Jack Rabid, founder, editor and publisher of The Big Takeover magazine for more than 30 years, has been a stalwart supporter of The Sharp Things since our first album, Here Comes The Sharp Things, was reviewed in Big Takeover #52, back in 2003. More recently, the first two albums in the Dogs Of Bushwick series made it into Jack’s coveted Top 40 reviews section.
This week, as Big Takeover #75 went to press, we learned that Jack has not only reviewed Adventurer’s Inn — album number three on the Dogs series‚ but also our September 11th show at Mercury Lounge.

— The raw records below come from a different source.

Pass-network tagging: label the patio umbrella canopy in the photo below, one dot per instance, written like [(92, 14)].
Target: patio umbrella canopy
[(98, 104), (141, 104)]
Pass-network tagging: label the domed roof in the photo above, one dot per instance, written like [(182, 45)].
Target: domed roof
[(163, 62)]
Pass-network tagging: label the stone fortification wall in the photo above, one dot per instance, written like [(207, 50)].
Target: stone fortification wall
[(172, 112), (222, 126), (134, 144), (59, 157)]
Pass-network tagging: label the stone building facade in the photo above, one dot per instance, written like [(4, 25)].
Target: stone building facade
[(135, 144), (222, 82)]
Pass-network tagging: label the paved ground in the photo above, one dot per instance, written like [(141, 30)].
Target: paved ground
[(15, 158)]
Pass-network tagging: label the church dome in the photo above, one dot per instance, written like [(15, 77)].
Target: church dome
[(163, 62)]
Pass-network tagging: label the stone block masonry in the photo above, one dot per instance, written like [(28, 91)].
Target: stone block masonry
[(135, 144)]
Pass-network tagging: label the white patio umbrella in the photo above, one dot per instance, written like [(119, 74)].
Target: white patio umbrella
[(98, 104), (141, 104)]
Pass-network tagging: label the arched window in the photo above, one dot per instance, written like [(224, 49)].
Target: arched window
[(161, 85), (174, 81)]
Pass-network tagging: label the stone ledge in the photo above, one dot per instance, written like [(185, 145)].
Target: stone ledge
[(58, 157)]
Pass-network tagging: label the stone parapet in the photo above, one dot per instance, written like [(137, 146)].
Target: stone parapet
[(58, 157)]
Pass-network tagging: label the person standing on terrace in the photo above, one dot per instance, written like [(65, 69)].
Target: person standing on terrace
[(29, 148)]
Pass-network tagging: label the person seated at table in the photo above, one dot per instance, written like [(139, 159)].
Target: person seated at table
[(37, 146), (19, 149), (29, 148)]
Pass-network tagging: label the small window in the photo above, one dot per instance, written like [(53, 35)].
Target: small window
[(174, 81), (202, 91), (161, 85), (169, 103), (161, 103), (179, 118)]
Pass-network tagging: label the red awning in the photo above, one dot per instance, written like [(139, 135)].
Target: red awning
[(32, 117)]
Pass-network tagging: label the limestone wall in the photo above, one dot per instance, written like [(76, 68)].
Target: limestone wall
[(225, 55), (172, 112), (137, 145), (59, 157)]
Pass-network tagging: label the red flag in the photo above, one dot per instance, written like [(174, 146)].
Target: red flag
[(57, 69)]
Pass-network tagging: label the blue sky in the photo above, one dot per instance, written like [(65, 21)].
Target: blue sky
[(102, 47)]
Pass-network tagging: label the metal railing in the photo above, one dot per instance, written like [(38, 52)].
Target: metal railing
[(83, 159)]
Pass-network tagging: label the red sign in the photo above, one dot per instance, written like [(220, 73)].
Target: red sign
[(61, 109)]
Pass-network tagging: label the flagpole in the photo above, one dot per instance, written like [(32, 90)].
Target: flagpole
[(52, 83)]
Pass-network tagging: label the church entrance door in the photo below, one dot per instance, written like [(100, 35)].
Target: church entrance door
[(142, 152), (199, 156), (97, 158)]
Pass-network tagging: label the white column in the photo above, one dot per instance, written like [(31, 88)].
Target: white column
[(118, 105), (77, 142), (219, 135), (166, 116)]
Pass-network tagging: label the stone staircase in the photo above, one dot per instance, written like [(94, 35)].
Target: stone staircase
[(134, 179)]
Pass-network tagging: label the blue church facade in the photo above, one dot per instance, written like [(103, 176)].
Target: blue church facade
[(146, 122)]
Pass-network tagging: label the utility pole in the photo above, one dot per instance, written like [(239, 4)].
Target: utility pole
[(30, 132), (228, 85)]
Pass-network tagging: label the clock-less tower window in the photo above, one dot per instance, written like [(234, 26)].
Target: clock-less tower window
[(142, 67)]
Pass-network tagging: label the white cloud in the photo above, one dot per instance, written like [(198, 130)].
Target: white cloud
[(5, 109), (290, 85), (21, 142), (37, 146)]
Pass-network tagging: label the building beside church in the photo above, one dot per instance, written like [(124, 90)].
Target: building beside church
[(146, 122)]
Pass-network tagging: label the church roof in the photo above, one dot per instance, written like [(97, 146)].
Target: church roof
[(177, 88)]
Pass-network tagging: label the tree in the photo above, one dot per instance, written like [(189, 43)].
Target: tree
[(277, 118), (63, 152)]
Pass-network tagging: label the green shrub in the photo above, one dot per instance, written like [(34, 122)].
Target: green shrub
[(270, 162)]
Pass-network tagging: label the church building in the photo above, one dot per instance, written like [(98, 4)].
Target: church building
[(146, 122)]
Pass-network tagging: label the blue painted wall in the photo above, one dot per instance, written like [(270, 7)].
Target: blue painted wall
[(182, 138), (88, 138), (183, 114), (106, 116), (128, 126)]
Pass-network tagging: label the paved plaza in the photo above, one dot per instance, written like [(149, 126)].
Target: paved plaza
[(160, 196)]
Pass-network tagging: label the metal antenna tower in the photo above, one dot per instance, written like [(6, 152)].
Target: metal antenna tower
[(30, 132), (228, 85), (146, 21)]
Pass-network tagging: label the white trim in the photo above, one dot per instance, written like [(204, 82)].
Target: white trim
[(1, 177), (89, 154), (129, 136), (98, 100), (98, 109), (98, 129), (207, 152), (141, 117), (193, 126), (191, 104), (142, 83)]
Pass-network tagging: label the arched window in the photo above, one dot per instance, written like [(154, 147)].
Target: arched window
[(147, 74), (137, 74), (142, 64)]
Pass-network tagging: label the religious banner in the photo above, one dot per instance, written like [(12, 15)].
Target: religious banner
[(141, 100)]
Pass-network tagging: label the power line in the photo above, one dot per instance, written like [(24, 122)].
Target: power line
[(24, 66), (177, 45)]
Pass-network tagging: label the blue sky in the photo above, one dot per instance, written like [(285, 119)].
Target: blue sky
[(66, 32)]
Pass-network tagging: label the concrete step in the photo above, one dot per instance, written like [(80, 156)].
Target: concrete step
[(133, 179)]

Somebody deserves a steak dinner!
The text of the two reviews follows. Please consider subscribing to The Big Takeover — you’ll be glad you did.
Adventurer’s Inn
(Dive)
It’s good to be a Sharp Things fan. This third installment of “The Dogs of Bushwick” was preceded by February 2013’s Green is Good, November 2013’s The Truth is Like the Sun, and their first concert album, March’s Live At Galapagos Art Space. Such a willful windfall is plenty to engage, but with the artistic breadth of Brooklyn singer/writer/keyboardist Perry Serpa and his multi-instrumental cast of cohorts, the collection of classic styles and sounds keeps it fresh. The orchestral pop suits his Bacharach/Brill Building/Brian Wilson tunes impeccably, with a slight splash of gospel’s delivery from suffering. Aside from two harder-digging cuts, “The Libertine,” and “You Know You Want It,” Adventurer’s feels softer-hued, like light streaming in windows, as strings, horns, and keyboards add opulent texture on “Secrets and Lies” and “Stockholm Street.” The only sorrow is the demise of drummer Steven Gonzalez, who succumbed to cystic fibrosis September 11, to whom this is dedicated. R.I.P. (thesharpthings.com)
The Sharp Things
Mercury Lounge, September 11
It would have been understandable if New York’s Sharp Things cancelled this gig. Their drummer from the start, Steven Gonzalez, one of singer/writer/keyboardist Perry Serpa’s oldest friends, had died that morning of cystic fibrosis, and you could see the anguish and mourning on all their faces before they even trudged onto the Merc’s little stage—seemingly smaller with so many Sharp Things crowding onto it. But having prepared a substitute drummer (since Gonzalez had been ill), they decided to play in tribute to their fallen beat-keeper, and the heavy extra emotion was profound on an already moving, multi-instrumental orchestral-pop masterpiece like “An Ocean Part Deux.” As Serpa wailed “an ocean makes no difference,” in defiance of the metaphysical as well as geographic, the band surged its complex parts to match him, and Gonzalez’s memory was properly marked; much as every September 11, we remember all New Yorkers who left us too soon.